Stefano Fagiuoli: Schon im Januar haben wir erste Anzeichen dafür gesehen, dass da etwas wirklich Gefährliches aus Asien auf uns zukommt. Ich habe mir neulich die Nachrichten durchgelesen, die ich mir damals mit einem Kollegen geschrieben habe. Ich habe von meinen Sorgen erzählt und er hat mir unverblümt geantwortet, dass er sich vor Angst fast in die Hose macht. Aber ich habe natürlich nicht erwartet, dass es ausgerechnet unser Krankenhaus so stark treffen wird. Wir dachten damals noch, dass wir besonders vorsichtig seien und gut vorbereitet wären.
Wann haben Sie gemerkt, dass die Situation nur sehr schwer zu kontrollieren sein wird?
Im Krankenhaus ging es am Freitag, 21. Februar los. Damals erfuhren wir von der ersten Corona-Diagnose in Europa, und zwar in der Lombardei.

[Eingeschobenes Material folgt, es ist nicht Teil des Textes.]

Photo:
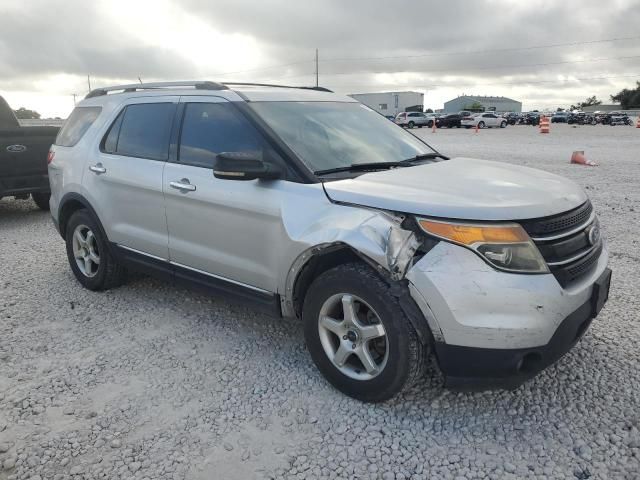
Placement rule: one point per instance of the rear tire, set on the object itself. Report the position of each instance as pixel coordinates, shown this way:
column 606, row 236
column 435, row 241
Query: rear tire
column 41, row 200
column 89, row 255
column 396, row 357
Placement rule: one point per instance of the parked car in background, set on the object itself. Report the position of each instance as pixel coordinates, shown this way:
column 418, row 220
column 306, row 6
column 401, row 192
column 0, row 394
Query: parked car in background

Am folgenden Tag, dem 22. Februar, haben wir die erste Krisensitzung abgehalten und 24 Betten im Krankenhaus für Corona-Patienten abgestellt. Aber schon am Montag reichten diese Kapazitäten nicht mehr aus. Wir mussten immer mehr Platz schaffen. Ende März behandelten wir dann mehr als 500 COVID-Patienten gleichzeitig.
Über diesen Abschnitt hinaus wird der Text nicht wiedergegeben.